In Reply:—
We thank Dr. Reed for his interest in our data and insightful comments. First, we concur that the study of the difficult airway is challenged by the exclusion of patients undergoing elective awake fiberoptic intubations. As our data demonstrate, these patients often exhibit features associated with difficult intubation or mask ventilation. At our institution, it is routine practice to perform a direct laryngoscopy after an awake fiberoptic intubation to confirm or refute the patient's presumed difficult airway. In patients without a previous history of difficult intubation, this direct laryngoscopy can be used to guide future airway management and can be used in observational clinical research. Unfortunately, the study of mask ventilation does not offer this luxury.
However, we would disagree with Dr. Reed's assertion that the exclusion of high-risk patients means that the “results and conclusions are not applicable to … even the general population.” The original manuscript indicates that 113 patients with three or more grade 3 (difficult) mask ventilation risk factors underwent elective awake fiberoptic intubation and were excluded from the study.1 More importantly, table 6 of the original manuscript shows that our data did include mask ventilation attempts on 1,670 patients with three or more risk factors.1 This sample size of 1,670 high-risk patients is larger than the entire patient population analyzed by previous mask ventilation studies.2,3 As a result, we believe that the data can be used to derive conclusions regarding the predictors of grade 3 mask ventilation in all but the highest-risk patients, those diverted to an elective awake fiberoptic intubation. Unfortunately, the study of the difficult airway will always suffer from this limitation due to the provider's responsibility to deliver ethical clinical care before considering the scientific value of a given patient's inclusion in a study.
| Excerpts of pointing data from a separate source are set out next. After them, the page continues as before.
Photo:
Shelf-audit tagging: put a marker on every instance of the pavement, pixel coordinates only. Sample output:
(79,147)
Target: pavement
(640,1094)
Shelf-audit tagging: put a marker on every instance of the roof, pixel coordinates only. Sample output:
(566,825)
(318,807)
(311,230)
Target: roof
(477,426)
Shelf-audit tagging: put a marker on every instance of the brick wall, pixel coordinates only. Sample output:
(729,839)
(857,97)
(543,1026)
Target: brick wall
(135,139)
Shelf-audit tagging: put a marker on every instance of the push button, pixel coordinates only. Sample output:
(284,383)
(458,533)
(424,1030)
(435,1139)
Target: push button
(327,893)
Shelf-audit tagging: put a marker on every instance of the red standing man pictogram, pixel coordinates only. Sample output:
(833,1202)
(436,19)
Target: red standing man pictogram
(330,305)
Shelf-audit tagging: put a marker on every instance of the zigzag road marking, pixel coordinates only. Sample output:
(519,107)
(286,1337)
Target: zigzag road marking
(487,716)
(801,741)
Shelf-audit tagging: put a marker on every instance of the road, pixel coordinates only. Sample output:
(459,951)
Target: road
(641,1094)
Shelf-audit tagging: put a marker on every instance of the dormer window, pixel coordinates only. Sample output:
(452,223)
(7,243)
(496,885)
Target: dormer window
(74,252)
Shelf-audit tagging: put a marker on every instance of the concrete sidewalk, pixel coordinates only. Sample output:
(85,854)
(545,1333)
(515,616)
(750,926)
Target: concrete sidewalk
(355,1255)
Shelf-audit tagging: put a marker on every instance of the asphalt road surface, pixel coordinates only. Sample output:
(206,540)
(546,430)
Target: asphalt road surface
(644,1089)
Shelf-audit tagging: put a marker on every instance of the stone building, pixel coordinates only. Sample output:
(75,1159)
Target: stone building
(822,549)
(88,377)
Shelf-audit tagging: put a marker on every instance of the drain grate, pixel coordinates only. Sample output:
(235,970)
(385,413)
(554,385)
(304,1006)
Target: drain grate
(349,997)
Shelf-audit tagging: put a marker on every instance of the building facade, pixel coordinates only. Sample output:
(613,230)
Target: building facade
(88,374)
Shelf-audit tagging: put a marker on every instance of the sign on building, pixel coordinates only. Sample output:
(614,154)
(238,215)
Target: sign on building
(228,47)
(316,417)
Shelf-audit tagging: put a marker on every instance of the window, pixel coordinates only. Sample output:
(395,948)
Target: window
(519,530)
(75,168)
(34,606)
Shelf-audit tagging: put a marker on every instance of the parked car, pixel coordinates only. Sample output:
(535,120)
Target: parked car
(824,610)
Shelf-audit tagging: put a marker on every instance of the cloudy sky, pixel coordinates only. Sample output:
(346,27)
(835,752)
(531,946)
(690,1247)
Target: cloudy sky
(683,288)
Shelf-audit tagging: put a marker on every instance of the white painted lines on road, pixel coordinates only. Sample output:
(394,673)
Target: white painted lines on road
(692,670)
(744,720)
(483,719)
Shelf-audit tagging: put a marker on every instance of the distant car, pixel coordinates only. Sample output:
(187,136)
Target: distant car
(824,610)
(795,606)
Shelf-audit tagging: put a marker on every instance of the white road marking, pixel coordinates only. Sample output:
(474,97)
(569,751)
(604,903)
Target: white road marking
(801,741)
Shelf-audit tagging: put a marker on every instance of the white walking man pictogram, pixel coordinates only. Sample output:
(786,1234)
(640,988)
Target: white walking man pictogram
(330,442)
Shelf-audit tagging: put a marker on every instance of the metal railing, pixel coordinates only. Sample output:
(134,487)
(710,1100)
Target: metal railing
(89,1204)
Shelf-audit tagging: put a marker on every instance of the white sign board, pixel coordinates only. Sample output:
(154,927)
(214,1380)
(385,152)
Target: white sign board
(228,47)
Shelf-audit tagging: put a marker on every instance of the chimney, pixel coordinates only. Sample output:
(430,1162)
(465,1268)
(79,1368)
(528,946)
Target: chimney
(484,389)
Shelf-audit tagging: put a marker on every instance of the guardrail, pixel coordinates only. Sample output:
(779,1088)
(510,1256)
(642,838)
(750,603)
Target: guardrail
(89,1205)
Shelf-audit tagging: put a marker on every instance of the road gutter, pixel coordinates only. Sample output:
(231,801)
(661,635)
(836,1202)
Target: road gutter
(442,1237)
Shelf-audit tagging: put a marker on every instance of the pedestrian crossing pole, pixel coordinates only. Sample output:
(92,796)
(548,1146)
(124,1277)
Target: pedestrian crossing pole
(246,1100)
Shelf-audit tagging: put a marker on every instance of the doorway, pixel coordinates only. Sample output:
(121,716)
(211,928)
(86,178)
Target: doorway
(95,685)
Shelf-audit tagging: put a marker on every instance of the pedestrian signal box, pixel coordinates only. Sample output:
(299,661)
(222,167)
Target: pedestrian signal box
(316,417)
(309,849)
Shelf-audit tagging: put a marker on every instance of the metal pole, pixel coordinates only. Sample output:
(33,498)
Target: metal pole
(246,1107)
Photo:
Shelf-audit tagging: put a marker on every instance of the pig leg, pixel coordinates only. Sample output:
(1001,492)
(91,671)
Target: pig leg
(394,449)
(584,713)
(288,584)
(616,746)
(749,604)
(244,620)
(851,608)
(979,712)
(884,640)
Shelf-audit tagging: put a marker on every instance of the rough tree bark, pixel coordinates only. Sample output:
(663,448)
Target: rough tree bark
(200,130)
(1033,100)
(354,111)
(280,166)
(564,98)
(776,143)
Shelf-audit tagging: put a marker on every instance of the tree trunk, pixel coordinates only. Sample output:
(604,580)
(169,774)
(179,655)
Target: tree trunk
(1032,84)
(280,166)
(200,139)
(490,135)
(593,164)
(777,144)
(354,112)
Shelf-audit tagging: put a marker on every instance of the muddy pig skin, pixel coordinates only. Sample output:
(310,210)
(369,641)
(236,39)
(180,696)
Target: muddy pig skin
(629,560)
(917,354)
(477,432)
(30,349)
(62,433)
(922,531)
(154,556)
We share Dr. Reed's curiosity regarding the predictors of grade 4 (impossible) mask ventilation. As detailed in the discussion of our data, “despite our large overall sample size, we were unable to detect a large number of IMV [impossible mask ventilation] cases and struggle to provide conclusions regarding IMV risk factors. Further studies assessing incidence, predictors, and impact of IMV are essential.”1 We are unable to explain the lack of overlap between grade 3 and grade 4 mask ventilation risk factors. Because only 37 episodes were detected, we lack the statistical power to address whether distinct pathophysiology is the root cause. We look forward to further studies addressing impossible mask ventilation.
We also thank Dr. Calder for his interest in our work. We agree with Dr. Yentis in his editorial accompanying our article and Dr. Calder when they suggest that we should inform morbidly obese patients of their increased perioperative risk due their increased weight.4 Although this point was not highlighted in our article because of space constraints, our omission should not be construed as implicit approval of unhealthy lifestyles resulting in morbid obesity. Every clinician has experienced the multitude of challenges posed by the increasing prevalence of obesity throughout the world, and our data demonstrate that difficult mask ventilation is among those challenges.
Dr. Calder poses an interesting question regarding the role of neuromuscular blockade in difficult airway management. Our article did not specifically address the role of these medications in mask ventilation because of previous work that did not demonstrate a relationship.2,5 However, Dr. Calder's query regarding the use of neuromuscular blockade in a specific subset, patients in whom mask ventilation was impossible, is intriguing. As a result, we have reviewed the 37 patients with grade 4 mask ventilation in our data set. Of these, only one patient was not given any form of neuromuscular blockade before intubation. This patient was intubated successfully with a grade 1 direct laryngoscopy view. Four patients were administered a nondepolarizing neuromuscular blocking agent before the observation of grade 4 mask ventilation. Of these four patients, one patient could not be intubated and required an emergent cricothyrotomy. The remaining 32 patients received a dose of succinylcholine before the first attempt at intubation. All of these patients were intubated successfully.
The conclusions or recommendations to be drawn from these data are controversial. Some may propose that routine practice should include establishing “excellent intubating conditions,”6 especially if impossible mask ventilation is encountered. This would optimize the attempt to control the airway. Unfortunately, recent research has found that commonly used succinylcholine doses result in neuromuscular blockade ranging from 4.4 to 7.5 min in duration.7 If tracheal intubation could not be achieved in these patients, only laryngeal mask airway ventilation or surgical airway access remain an option to prevent hypoxia during these crucial minutes.8
Others may prefer to follow the conventional wisdom that if mask ventilation cannot be established, neuromuscular blockade should be withheld. If tracheal intubation is not successful, the patient should be awoken and fiberoptic intubation should be pursued. As mentioned earlier, research into management of the difficult airway remains limited by exclusion of patients requiring an elective awake fiberoptic intubation, and there are little additional data to guide our recommendations.
In summary, we appreciate Drs. Reed and Calder's insightful commentary. We believe that our data offer insight into the incidence and risk factors of grade 3 and 4 mask ventilation. Nevertheless, further investigations are clearly needed in this understudied area of airway management. In addition, we hope that the additional data presented regarding the use of neuromuscular blockade in patients with grade 4 mask ventilation ignites a thoughtful debate.